3 1/2 Stars
After dispensing a Russian mafia henchmen on a crowed subway train, Statham calmly reassures the onlookers ,”don’t lose any sleep, he had it coming”. It is the type of one-line started by Eastwood and perfected in the heyday of Schwarzenegger. In fact the entire movie plays like a relic from an earlier time, it isn’t afraid to showcase a cold man doing violent things in an ever increasingly ugly society.
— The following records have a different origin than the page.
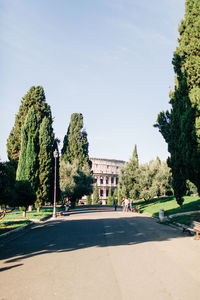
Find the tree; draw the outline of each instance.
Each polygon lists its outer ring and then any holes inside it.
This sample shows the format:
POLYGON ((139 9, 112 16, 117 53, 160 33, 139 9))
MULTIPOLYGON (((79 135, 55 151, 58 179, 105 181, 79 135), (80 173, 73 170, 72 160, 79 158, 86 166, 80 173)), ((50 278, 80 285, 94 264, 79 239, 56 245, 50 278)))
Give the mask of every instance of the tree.
POLYGON ((64 137, 63 148, 61 150, 62 159, 69 163, 73 163, 77 159, 80 167, 83 167, 85 164, 91 167, 88 147, 87 133, 83 129, 83 115, 74 113, 71 115, 67 134, 64 137))
POLYGON ((158 115, 155 127, 168 143, 173 189, 181 206, 186 180, 200 192, 200 10, 199 0, 187 0, 185 17, 179 26, 179 47, 173 66, 175 90, 170 93, 171 111, 158 115))
POLYGON ((107 205, 113 205, 113 196, 112 196, 112 190, 111 190, 111 187, 109 187, 109 190, 108 190, 108 200, 107 200, 107 205))
POLYGON ((99 188, 98 188, 98 185, 97 185, 97 184, 96 184, 95 187, 94 187, 92 204, 93 204, 93 205, 99 204, 99 188))
POLYGON ((25 124, 30 108, 36 111, 37 123, 40 124, 44 117, 52 119, 50 106, 46 103, 45 93, 41 86, 31 87, 28 93, 22 98, 19 112, 15 117, 15 124, 7 140, 8 158, 17 164, 21 150, 21 132, 25 124))
MULTIPOLYGON (((71 115, 70 124, 61 150, 63 161, 61 167, 68 173, 66 182, 68 181, 69 186, 71 185, 69 198, 72 208, 75 207, 78 199, 92 193, 91 184, 93 183, 93 178, 88 147, 87 133, 83 129, 83 115, 74 113, 71 115), (66 163, 66 167, 64 167, 64 162, 66 163)), ((65 181, 63 172, 65 171, 61 170, 63 182, 65 181)))
POLYGON ((92 204, 91 195, 88 195, 86 198, 87 198, 87 201, 86 201, 87 205, 91 205, 92 204))
POLYGON ((70 164, 61 159, 60 189, 63 196, 71 201, 72 208, 74 208, 77 200, 92 193, 92 184, 93 177, 88 165, 80 168, 78 160, 74 160, 70 164))
POLYGON ((22 128, 21 152, 17 168, 17 181, 28 181, 36 192, 38 188, 38 126, 36 111, 31 108, 22 128))
POLYGON ((135 145, 132 158, 120 170, 119 186, 123 197, 137 198, 135 186, 138 167, 137 146, 135 145))
POLYGON ((37 188, 36 208, 39 210, 42 203, 51 198, 53 186, 53 145, 54 133, 52 129, 52 120, 44 117, 39 130, 39 184, 37 188))
POLYGON ((26 216, 26 211, 29 205, 33 205, 36 200, 35 191, 31 187, 29 181, 16 181, 15 185, 16 201, 23 211, 23 216, 26 216))
POLYGON ((5 210, 15 207, 15 168, 10 162, 0 162, 0 205, 5 210))

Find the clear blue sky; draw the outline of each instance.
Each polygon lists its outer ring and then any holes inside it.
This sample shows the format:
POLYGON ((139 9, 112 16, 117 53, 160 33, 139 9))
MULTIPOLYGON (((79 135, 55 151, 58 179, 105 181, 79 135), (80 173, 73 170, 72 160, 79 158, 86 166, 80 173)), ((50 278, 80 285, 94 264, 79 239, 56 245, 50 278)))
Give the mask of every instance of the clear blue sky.
POLYGON ((153 128, 169 108, 184 0, 0 0, 0 157, 21 98, 42 85, 63 141, 81 112, 91 157, 168 156, 153 128))

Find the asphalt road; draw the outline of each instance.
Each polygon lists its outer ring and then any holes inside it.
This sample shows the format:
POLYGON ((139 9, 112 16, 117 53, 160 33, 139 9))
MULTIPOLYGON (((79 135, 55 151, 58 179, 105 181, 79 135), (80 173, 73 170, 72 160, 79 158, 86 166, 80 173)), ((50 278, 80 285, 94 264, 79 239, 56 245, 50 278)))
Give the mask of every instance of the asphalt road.
POLYGON ((75 209, 0 240, 0 300, 198 300, 199 254, 155 219, 75 209))

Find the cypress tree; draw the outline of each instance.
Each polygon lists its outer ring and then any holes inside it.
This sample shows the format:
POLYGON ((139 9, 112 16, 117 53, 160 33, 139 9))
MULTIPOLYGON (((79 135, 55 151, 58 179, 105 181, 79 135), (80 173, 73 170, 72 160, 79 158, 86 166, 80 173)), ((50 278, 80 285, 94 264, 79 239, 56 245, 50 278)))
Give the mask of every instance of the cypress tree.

There is a running motif in writer/director Boaz Yakin’s work of featuring a young child, typically intellectually superior to the adults in their environment, navigating the complicated world of crime in New York. As in the singular titled Fresh, Yakin has made another wonderful discovery in child actor Catherine Chan. This is not a stereotypically ‘cute’ movie kid, Chan looks like a ‘normal’ child and her line readings flow in a natural manner. Quvenzhané Wallis Is getting an enormous amount of publicity for her Oscar nominated role in Beasts of the Southern Wild. For my money Chan’s performance in Safe is just as remarkable. As a director, Yakin makes some interesting choices visually, often shooting into mirrors and using reflections to tell story or sell the action.
Safe is an enjoyably diverting 100 minutes, that is sure to please undemanding fans and is ideal for mindless Saturday afternoons. Statham brings so much physical conviction to his roles that during the action scenes it’s a marvel someone doesn’t actually get hurt. In the ever increasing film library of Statham’s work, Safe ranks high with the likes of The Bank Job and The Mechanic.